GeorgeVern / lmcor

Code for the EACL 2024 paper: "Small Language Models Improve Giants by Rewriting Their Outputs"
8 stars 1 forks source link

[Question] How is the training dataset constructed? #1

Closed zmsn-2077 closed 6 months ago

zmsn-2077 commented 6 months ago

Dear Giorgos @GeorgeVern , As shown in Equation 2, what does this $y$ and $\hat{y}$ specifically represent? And how is it specifically constructed in the training dataset? Does it represent merely In-context Learning?

image
GeorgeVern commented 6 months ago

I appreciate your interest in our work! Equation 2 outlines the functionality of LMCor, which generates the most probable sequence $\hat{y}$ given both the input $x$ and a list of candidates $C$. As for the training set, it's constructed by sampling multiple candidates for each input. This is achieved by prompting an LLM for the task at hand. If you have any further questions or need clarification, feel free to ask!

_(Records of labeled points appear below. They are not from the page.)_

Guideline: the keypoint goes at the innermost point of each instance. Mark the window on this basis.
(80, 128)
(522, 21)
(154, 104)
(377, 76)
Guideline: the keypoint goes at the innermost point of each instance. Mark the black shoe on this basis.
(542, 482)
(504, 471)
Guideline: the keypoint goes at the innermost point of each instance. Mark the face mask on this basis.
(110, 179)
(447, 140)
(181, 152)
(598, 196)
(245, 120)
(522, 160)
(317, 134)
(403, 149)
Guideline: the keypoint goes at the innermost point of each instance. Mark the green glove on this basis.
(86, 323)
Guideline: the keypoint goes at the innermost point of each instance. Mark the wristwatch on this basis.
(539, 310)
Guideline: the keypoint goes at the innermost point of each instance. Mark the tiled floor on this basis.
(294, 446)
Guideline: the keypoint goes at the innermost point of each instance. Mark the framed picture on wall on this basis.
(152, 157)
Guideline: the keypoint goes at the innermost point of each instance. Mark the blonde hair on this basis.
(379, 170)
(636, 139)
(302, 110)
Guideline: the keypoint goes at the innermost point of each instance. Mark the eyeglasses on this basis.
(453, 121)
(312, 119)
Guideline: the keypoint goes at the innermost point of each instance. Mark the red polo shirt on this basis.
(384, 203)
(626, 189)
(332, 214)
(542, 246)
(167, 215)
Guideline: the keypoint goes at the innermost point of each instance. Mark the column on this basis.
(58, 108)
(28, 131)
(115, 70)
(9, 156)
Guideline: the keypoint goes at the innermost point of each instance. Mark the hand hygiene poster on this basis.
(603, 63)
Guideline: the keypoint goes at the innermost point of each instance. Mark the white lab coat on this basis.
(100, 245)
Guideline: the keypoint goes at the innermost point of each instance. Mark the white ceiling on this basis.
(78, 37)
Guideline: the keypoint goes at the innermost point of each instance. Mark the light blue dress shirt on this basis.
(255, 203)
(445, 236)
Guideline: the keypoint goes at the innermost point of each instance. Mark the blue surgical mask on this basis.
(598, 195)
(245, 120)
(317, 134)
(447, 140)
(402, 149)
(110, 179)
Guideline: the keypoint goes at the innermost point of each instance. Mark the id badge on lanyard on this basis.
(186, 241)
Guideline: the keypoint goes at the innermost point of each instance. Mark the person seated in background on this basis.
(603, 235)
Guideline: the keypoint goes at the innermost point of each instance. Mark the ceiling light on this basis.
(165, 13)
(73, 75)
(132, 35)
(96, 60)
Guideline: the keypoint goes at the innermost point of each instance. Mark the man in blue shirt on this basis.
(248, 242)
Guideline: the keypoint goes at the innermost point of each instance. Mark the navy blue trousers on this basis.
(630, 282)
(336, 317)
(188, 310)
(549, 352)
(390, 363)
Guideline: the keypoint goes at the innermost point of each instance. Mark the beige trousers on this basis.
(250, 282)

zmsn-2077 commented 6 months ago

Thank you very much for answering my questions; this work is meaningful. I understand that LMCor uses the different candidate outputs of a front model (i.e., a list of candidates $C$) for in-context learning, and then obtains a better answer for an input $x$.

Does Equation 2 represent the reasoning process of LMCor, and is the prompt used in the reasoning process are shown in Appendix A?

image
GeorgeVern commented 6 months ago

Let me try to clarify the two-step process of our approach:

Step 1: Generating the Candidates

In this step, we interact with an LLM, typically through an API. Our goal is to acquire a set of candidate outputs, denoted as $C$, corresponding to a given input $x$. To achieve this, we prompt the LLM with a task description $d$ and optionally provide in-context examples $d$ (note that the examples can be omitted for zero-shot prompting). In our work, we use 5 in-context examples drawn from the development set of the respective task. To generate multiple candidates, we use a temperature with other sampling techniques, such as nucleus or top-k sampling.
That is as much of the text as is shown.